Traunstein, Germany Seminarians at the seminary where Joseph Ratzinger studied for the priesthood as a teenager in the 1940s erupted in cheers Tuesday at the news he had become the leader of the Roman Catholic church.
Students at St. Michael's seminary in Traunstein pumped their hands in the air, and the schools director was in tears.
“I'm completely overwhelmed. I can't fathom what happened,” Rev. Thomas Frauenlob said. “He eats with us. I can't grasp it. I know he's going to do a really good job.”
The class then joyfully ran together into church for a mass.
“It's fantastic that it's Cardinal Ratzinger. I met him when he was here before and I found him really nice,” said Lorenz Gradl, 16 years old, who was confirmed by the new pope in 2003.
Pope Benedict XVI was born in the town of Marktl Am Inn, but the family moved often because of his father's job as a police office and he wrote in his memoirs that he considers Traunstein his hometown. He visits the town often and stays in an apartment at the seminary.

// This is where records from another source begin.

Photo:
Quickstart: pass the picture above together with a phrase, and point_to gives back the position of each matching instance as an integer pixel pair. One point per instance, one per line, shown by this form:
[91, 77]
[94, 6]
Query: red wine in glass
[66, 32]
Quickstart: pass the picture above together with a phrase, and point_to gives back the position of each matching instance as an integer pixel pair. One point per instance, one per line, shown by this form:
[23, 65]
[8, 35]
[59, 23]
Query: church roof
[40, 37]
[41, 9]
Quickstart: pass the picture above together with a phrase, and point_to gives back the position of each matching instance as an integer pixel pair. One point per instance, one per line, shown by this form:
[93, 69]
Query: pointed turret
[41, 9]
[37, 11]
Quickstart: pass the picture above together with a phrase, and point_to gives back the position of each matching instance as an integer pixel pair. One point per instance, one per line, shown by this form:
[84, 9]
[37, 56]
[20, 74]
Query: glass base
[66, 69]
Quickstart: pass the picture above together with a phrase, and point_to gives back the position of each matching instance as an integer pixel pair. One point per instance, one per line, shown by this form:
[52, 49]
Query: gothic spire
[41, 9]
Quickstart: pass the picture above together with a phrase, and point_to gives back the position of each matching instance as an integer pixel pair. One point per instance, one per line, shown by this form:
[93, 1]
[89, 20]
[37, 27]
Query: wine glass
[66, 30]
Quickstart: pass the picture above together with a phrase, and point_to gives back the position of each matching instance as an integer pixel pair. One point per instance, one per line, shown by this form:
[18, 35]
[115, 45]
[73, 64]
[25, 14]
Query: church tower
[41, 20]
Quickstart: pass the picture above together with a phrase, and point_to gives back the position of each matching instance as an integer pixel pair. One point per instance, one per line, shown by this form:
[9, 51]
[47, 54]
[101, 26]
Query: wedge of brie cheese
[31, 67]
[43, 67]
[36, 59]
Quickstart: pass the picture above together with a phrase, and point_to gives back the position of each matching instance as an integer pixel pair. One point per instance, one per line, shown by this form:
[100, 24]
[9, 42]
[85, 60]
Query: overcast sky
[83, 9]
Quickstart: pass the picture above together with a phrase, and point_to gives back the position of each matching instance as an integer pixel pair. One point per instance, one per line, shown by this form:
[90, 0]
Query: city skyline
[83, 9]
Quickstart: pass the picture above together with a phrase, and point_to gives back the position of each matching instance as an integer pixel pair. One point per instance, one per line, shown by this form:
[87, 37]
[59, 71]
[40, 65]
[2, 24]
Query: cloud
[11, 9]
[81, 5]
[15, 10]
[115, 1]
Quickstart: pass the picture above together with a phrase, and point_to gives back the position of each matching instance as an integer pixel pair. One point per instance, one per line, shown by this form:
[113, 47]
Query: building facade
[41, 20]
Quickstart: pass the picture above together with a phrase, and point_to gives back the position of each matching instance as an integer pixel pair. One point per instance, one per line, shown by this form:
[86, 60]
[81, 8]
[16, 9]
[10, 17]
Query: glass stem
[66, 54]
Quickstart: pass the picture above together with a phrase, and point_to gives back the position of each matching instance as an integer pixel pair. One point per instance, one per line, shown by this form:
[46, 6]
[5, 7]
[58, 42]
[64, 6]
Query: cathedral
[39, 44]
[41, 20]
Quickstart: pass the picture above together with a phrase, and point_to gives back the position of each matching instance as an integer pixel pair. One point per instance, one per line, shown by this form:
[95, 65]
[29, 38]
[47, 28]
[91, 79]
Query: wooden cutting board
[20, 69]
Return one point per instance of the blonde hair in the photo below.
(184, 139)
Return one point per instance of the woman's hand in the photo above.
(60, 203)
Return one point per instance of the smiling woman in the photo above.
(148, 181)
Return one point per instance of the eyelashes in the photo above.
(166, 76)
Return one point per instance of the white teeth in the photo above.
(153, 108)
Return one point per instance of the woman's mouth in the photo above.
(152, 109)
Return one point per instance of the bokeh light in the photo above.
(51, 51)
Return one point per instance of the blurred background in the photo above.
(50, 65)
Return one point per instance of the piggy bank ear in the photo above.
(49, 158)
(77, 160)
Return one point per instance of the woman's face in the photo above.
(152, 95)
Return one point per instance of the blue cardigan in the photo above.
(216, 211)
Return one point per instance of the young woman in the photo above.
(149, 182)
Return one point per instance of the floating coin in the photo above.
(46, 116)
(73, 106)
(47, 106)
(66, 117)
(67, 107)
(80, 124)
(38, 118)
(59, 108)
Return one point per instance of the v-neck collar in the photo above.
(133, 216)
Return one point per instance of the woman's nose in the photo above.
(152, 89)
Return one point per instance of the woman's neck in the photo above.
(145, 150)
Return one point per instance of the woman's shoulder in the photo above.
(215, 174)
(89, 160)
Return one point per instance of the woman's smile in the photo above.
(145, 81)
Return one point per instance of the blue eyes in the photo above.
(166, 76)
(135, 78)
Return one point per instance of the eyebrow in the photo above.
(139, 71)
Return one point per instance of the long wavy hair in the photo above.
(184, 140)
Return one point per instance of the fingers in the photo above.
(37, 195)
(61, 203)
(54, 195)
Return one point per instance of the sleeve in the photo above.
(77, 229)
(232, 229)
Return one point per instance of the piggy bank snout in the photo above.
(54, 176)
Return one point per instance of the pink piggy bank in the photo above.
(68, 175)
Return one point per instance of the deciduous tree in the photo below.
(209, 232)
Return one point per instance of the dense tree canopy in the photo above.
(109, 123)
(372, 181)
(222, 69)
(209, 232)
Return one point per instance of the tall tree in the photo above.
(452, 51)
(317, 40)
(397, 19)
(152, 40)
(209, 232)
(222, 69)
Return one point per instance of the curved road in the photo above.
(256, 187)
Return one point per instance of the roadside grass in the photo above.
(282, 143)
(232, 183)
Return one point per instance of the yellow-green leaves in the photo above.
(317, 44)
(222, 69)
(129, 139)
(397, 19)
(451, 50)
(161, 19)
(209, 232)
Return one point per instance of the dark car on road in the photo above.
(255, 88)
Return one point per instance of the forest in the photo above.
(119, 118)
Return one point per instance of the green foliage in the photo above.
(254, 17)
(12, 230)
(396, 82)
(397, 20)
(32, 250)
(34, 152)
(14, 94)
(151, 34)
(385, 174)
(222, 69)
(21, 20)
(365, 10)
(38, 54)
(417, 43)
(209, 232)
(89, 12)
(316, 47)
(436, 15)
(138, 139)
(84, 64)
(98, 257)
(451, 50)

People in Traunstein say they've seen Benedict XVI's softer side, despite his reputation as a theological hard-liner. Father Frauenlob said he has come to confirm teenagers and had spent time ministering to the old and sick.
Traunstein was where he returned after deserting the Germany army in 1945, and it was the place where he was taken prisoner by U.S. troops. He was released from a U.S. POW camp in June of that year and hitched a ride on a milk truck home.